The Watermelons of Parra

On the passing on of Sh. Manohar Parrikar, the country has lost a great leader, Goa has lost its Chief Minister and I have lost a dear friend. As a part of our seventh book Sunrays for Saturday, my wife and I had written an anecdote about Parrikar ji. Sharing this with you on his untimely demise, with mixed feelings.

Manohar was a young boy who lived in the Parra village in Goa that is famous for its watermelons. Every year at the end of the harvest season in the last week of May, the farmers would contribute some water melons and organize a water melon eating contest for the village children, wherein they could eat as much as they wanted. The children were told to spit out the seeds and not chew them.

Manohar grew up and went to IIT Mumbai. He came back after almost seven years. The childhood memory of the water melon contest was so potent in his mind that he went out to the market to buy some water melons.

He was disappointed and surprised at the small size available. He looked around for large water melons but found none. Further enquiry yielded that the large variety had vanished from the market and was not to be found anywhere. Disappointed, he went in search of the head farmer who used to conduct these competitions.
He came to know that the farmer was no more and his son had taken over. He was continuing the ritual of holding the contest, but the melons offered to the kids were of small size. He had realized that the large water melons fetched a better price at the market place. So he sent the best ones for sale and kept the smaller ones for the contest. So the best seeds were probably going to the consumers and hence down the drain. The seeds available now were of the substandard ones. In water melons the generation is just one year. Resultantly, in six-seven years the best water melons of Parra village were wiped out.

This is what most of us do. We keep the best for ourselves. When it comes to sharing, we give substandard stuff. This is not what our Indian culture and tradition talks of. We are a race that treats the guest as God. We are a race that sees God in every one, even a beggar. We talk of ‘Daridra Narayan’. We need to seriously work on regaining our lost value system, otherwise another fifty years hence there will be no one, who can even throw light on what India’s rich value-system has been!

Incidentally Manohar in the story grew up to be Manohar Parrikar (currently Chief Minister of Goa). While narrating this story, he made a very thought provoking addition to it. He said, unlike water melons, in humans, the generations change every 25 years or so. It will probably take us 200 years to realize what we are doing to destroy the DNA of our children. The moral fibre that we Indians have been known for is fast being eroded. The factors responsible are many and cannot be listed here due to paucity of space.

Sh. Parrikar went on to say that unless we attract our best people into the teaching profession, to groom and mentor our next generation, we are in for exactly what happened to the water melons. Of all the professions in the world, that of the teacher is the most estimable. The teacher has to impart to the students what is good and ennobling. This should be developed in all educational institutions.

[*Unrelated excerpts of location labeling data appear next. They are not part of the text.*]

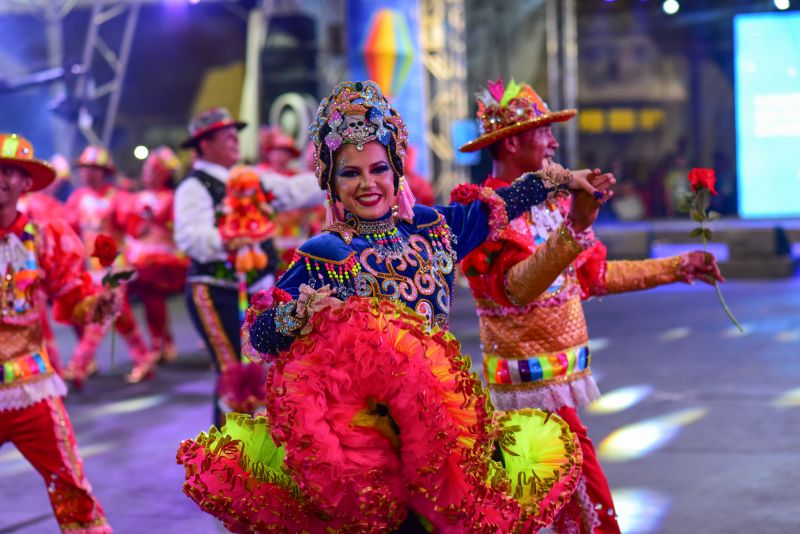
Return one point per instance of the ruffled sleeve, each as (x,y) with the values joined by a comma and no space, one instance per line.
(479,213)
(61,258)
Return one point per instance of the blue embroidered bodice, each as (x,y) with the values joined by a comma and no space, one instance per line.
(410,261)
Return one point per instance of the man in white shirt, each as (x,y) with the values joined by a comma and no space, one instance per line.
(211,290)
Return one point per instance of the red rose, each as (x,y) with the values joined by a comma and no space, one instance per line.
(699,178)
(105,250)
(464,193)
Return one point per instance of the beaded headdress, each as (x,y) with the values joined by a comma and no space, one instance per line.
(508,110)
(356,113)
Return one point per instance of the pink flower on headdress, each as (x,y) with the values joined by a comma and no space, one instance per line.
(496,89)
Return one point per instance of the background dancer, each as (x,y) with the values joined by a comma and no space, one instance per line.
(42,256)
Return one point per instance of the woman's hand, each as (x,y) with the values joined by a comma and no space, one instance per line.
(107,306)
(311,301)
(699,265)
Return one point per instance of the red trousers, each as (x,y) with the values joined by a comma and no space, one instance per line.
(43,434)
(590,510)
(155,312)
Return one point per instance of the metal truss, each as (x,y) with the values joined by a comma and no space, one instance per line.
(92,92)
(442,35)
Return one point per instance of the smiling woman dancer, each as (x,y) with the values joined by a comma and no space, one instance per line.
(374,421)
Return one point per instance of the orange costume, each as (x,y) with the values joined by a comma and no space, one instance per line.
(150,247)
(102,209)
(38,257)
(41,206)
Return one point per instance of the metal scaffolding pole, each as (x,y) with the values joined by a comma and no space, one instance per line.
(442,29)
(562,68)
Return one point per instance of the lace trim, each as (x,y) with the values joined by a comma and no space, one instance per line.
(29,393)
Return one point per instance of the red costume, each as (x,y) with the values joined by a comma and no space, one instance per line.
(42,257)
(150,248)
(95,210)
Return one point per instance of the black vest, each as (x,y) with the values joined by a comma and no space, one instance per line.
(223,271)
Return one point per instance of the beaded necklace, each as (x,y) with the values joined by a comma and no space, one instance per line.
(382,235)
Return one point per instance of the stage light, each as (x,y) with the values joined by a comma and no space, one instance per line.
(640,439)
(670,7)
(619,399)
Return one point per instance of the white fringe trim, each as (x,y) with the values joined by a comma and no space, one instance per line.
(29,393)
(575,394)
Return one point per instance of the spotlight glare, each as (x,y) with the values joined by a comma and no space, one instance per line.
(670,7)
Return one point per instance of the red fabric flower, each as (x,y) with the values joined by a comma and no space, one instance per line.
(699,178)
(105,250)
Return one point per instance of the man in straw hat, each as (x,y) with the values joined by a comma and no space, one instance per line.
(533,332)
(211,291)
(98,208)
(42,256)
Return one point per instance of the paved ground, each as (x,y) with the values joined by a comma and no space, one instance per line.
(697,431)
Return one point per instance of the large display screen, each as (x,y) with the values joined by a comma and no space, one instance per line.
(767,78)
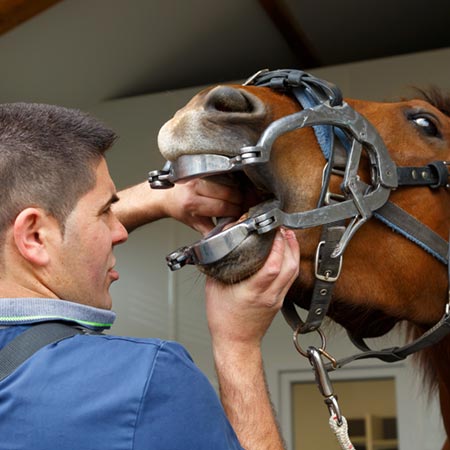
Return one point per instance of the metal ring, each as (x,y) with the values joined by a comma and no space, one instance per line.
(299,347)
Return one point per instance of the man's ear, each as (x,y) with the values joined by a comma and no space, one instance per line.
(32,229)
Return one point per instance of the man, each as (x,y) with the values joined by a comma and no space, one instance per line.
(59,222)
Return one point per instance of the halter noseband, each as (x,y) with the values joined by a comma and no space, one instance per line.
(336,126)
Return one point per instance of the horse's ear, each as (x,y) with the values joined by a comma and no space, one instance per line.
(31,231)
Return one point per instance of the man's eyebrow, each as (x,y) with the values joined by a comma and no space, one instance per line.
(113,199)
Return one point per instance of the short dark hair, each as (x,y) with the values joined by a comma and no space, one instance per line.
(48,156)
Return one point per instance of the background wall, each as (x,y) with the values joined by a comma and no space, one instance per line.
(151,301)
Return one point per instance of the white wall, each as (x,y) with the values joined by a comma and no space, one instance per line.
(152,302)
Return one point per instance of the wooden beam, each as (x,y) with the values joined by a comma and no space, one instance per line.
(282,18)
(15,12)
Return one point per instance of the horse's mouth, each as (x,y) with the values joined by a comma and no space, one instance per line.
(251,253)
(254,199)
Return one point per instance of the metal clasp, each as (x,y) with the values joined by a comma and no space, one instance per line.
(324,383)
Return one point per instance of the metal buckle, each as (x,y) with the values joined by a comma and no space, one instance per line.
(327,275)
(447,163)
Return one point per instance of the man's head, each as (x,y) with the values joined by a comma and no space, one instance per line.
(56,225)
(47,158)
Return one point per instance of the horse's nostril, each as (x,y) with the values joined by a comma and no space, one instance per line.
(228,99)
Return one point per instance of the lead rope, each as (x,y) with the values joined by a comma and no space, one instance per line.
(341,432)
(337,421)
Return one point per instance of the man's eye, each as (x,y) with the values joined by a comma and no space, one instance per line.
(426,125)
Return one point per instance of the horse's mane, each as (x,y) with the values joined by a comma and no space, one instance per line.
(436,97)
(439,353)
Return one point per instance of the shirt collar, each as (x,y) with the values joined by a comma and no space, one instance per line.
(20,311)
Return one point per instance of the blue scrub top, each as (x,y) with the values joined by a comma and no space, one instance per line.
(103,392)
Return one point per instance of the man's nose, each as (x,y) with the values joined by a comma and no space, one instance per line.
(120,233)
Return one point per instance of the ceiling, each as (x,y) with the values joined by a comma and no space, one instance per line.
(81,52)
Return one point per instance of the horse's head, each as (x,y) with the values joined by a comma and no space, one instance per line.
(385,277)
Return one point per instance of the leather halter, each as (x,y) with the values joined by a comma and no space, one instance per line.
(336,126)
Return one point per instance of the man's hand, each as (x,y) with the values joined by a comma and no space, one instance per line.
(238,317)
(193,203)
(241,313)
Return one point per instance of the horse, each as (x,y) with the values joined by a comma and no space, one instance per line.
(301,154)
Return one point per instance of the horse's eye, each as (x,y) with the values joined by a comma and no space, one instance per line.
(427,125)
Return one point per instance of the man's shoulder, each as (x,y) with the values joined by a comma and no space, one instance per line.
(122,350)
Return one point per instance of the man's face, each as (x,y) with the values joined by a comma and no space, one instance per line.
(83,265)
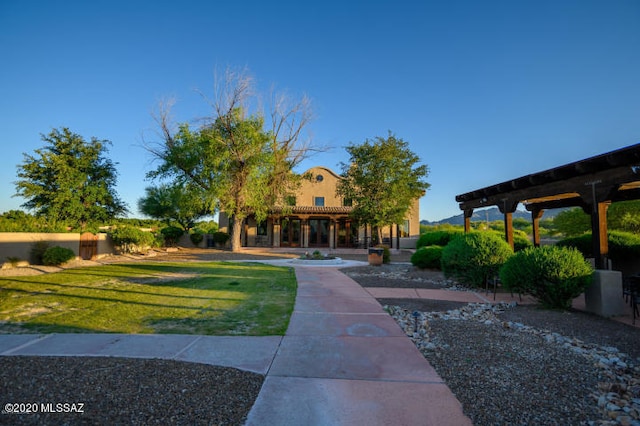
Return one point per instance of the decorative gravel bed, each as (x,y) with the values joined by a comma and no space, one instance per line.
(521,365)
(111,391)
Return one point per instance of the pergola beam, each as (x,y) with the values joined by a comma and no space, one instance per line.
(591,184)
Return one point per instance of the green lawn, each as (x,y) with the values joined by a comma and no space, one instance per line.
(214,298)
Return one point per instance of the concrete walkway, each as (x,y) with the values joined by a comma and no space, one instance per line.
(343,360)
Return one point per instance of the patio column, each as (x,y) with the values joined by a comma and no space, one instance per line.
(536,215)
(467,219)
(599,234)
(507,208)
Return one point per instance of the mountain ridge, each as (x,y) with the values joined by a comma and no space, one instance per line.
(487,215)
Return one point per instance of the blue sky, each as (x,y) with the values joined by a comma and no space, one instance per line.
(483,91)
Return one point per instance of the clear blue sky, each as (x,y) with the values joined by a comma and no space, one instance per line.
(483,91)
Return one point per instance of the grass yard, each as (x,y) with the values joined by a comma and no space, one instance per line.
(212,298)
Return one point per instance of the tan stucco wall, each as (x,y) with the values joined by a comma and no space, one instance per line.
(19,244)
(326,187)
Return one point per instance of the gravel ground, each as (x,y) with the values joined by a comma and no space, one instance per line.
(509,368)
(124,391)
(501,366)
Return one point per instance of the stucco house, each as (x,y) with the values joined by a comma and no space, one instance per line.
(318,218)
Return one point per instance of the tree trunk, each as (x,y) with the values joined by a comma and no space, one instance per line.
(236,233)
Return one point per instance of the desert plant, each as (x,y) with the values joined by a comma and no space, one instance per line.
(171,235)
(427,257)
(553,275)
(474,258)
(57,255)
(622,245)
(220,238)
(386,253)
(37,251)
(196,238)
(437,238)
(131,239)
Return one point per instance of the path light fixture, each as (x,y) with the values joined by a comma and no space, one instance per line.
(416,315)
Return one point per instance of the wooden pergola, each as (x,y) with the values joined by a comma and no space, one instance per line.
(592,184)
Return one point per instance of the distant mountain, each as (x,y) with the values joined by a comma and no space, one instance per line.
(490,215)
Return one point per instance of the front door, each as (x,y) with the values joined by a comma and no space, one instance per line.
(290,232)
(347,233)
(318,232)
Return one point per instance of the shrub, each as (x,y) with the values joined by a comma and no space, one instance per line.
(474,258)
(171,235)
(131,239)
(427,257)
(196,238)
(553,275)
(437,238)
(622,245)
(37,251)
(520,241)
(220,237)
(57,255)
(386,253)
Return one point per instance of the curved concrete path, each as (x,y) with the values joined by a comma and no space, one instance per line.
(343,360)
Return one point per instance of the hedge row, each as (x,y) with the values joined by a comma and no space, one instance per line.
(554,275)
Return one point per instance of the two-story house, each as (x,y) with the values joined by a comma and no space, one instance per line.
(318,218)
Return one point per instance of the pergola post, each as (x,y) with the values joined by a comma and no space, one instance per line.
(599,234)
(508,228)
(536,215)
(467,220)
(507,208)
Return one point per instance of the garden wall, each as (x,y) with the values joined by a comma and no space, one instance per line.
(18,244)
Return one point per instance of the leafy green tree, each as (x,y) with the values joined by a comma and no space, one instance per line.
(70,180)
(572,222)
(184,204)
(382,179)
(624,216)
(240,161)
(621,216)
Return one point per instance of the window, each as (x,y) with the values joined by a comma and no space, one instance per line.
(261,229)
(403,230)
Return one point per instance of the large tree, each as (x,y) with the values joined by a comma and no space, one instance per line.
(184,204)
(241,159)
(382,179)
(70,180)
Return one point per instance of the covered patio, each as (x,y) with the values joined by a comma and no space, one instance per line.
(591,184)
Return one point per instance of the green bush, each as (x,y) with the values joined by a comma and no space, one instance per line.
(171,235)
(386,253)
(520,241)
(427,257)
(553,275)
(220,237)
(196,238)
(622,245)
(474,258)
(131,239)
(37,251)
(437,238)
(57,255)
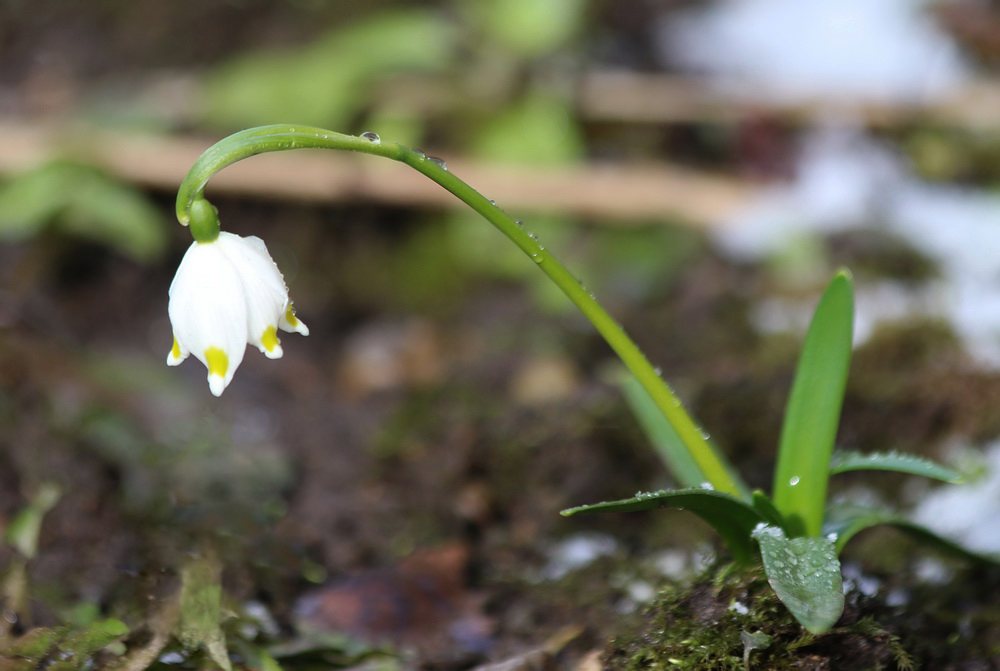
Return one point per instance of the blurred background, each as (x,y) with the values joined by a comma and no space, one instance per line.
(703,167)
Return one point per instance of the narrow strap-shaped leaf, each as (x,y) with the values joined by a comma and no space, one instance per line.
(843,461)
(813,411)
(765,507)
(846,520)
(668,445)
(731,517)
(805,574)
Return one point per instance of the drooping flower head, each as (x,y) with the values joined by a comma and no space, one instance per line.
(228,293)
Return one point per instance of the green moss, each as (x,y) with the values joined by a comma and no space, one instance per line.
(708,625)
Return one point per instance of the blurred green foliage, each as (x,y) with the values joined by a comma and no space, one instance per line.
(81,201)
(330,81)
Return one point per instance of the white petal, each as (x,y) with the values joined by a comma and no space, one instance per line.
(207,310)
(290,322)
(263,287)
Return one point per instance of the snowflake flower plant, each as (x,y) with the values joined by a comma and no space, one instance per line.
(228,293)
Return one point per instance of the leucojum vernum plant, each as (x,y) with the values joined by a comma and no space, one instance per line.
(229,293)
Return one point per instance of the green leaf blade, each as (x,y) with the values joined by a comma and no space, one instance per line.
(732,518)
(846,520)
(664,438)
(813,412)
(911,464)
(805,574)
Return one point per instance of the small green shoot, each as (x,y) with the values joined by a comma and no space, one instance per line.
(813,412)
(799,535)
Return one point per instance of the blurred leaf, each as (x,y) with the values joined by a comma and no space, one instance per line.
(61,648)
(22,531)
(35,644)
(813,411)
(85,202)
(845,520)
(201,608)
(539,130)
(805,574)
(328,82)
(530,28)
(843,461)
(732,518)
(90,639)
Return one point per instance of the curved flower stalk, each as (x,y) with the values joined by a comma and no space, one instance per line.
(194,211)
(228,293)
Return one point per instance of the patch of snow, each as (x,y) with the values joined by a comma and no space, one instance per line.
(576,552)
(969,514)
(789,49)
(847,181)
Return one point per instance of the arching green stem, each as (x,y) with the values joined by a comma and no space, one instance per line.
(265,139)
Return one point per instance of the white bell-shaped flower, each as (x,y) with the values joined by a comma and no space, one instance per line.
(228,293)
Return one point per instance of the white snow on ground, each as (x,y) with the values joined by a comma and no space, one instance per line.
(870,50)
(791,49)
(968,513)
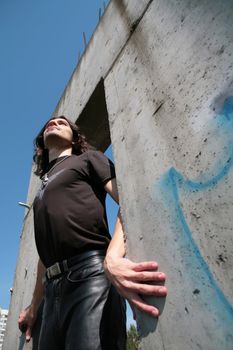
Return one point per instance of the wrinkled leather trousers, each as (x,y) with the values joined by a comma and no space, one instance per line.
(83,311)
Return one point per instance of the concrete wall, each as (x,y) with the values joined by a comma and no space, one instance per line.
(168,77)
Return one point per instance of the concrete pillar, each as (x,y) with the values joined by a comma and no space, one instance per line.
(170,103)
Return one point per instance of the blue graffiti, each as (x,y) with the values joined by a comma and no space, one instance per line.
(170,186)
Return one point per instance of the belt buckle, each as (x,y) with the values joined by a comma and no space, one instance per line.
(54,270)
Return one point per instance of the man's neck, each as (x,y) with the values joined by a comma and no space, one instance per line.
(56,153)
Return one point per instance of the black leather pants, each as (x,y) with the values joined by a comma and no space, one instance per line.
(83,311)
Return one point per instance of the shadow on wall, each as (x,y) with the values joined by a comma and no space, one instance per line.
(172,184)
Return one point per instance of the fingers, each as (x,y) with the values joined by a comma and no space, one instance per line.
(149,276)
(145,266)
(28,334)
(133,310)
(151,310)
(147,289)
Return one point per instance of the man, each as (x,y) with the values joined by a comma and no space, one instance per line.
(82,309)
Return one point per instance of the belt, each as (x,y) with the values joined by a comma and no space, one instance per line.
(60,267)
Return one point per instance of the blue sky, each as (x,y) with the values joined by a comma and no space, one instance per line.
(40,42)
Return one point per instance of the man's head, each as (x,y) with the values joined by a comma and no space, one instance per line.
(59,130)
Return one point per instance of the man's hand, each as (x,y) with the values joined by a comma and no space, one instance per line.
(27,319)
(135,279)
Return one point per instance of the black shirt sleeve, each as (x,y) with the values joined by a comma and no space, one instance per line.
(101,169)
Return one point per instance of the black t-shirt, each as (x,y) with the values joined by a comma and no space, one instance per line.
(69,210)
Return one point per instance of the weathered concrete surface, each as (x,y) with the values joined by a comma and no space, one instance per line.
(168,77)
(25,275)
(172,141)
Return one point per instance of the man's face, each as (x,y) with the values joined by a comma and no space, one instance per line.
(57,130)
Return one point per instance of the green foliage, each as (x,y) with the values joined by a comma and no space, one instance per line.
(132,338)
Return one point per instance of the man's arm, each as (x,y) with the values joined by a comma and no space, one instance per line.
(131,279)
(28,316)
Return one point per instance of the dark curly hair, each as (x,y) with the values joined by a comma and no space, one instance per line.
(41,156)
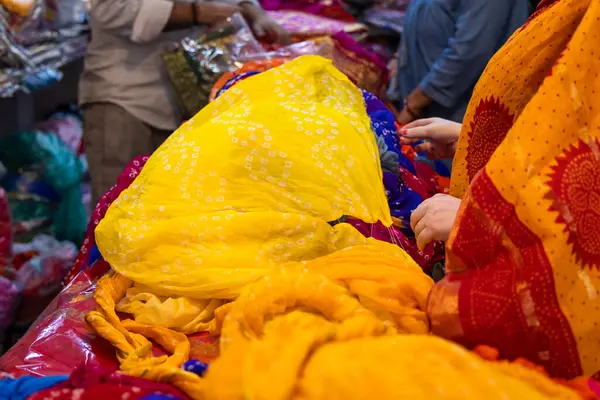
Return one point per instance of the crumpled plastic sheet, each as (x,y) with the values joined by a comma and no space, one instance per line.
(59,340)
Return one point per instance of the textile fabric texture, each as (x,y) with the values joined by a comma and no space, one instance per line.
(524,255)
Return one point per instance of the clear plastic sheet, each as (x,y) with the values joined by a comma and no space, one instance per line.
(59,340)
(195,63)
(322,47)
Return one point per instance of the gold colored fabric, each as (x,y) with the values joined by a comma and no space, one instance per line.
(524,255)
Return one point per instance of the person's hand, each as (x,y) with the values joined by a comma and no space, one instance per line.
(434,218)
(266,28)
(210,13)
(441,136)
(405,117)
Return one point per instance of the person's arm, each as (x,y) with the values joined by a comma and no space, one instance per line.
(478,29)
(141,20)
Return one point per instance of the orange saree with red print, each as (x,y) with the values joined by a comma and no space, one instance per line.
(523,259)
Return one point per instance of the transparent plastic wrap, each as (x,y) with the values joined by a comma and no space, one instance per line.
(319,46)
(59,340)
(195,63)
(260,62)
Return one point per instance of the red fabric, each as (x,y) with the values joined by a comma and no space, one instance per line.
(324,8)
(432,253)
(5,231)
(125,179)
(489,303)
(59,340)
(91,382)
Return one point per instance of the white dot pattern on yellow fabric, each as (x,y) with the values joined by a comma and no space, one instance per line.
(250,182)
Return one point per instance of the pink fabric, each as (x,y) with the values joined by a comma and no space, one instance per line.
(5,231)
(125,179)
(91,382)
(303,24)
(325,8)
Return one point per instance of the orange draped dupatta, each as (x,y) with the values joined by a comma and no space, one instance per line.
(523,259)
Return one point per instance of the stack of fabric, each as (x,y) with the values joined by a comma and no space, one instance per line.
(238,226)
(269,265)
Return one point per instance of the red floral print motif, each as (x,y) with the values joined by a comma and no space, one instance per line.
(507,284)
(575,193)
(489,126)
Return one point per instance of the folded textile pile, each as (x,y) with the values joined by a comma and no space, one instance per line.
(252,248)
(36,39)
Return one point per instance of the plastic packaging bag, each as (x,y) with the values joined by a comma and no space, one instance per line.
(60,168)
(195,63)
(59,340)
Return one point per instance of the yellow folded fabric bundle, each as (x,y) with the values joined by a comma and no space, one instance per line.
(227,230)
(251,182)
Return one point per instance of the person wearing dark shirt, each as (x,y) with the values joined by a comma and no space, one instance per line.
(445,47)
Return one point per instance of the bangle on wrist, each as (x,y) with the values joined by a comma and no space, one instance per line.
(411,111)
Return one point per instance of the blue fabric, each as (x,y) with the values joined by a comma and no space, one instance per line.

Baba says, “You are born in society, you grow in society, and earn name and fame in society. You learn many skills from the society and develop intelligence, and thereby you gain reputation for being intelligent. You received all these precious gifts from society. Have anyone of you, young men and women, thought of showing gratitude to the society from which you got the name and fame? How are you expressing your gratitude to society? And as an expression of one’s gratitude, one should render selfless service to the society; it is one’s foremost duty.”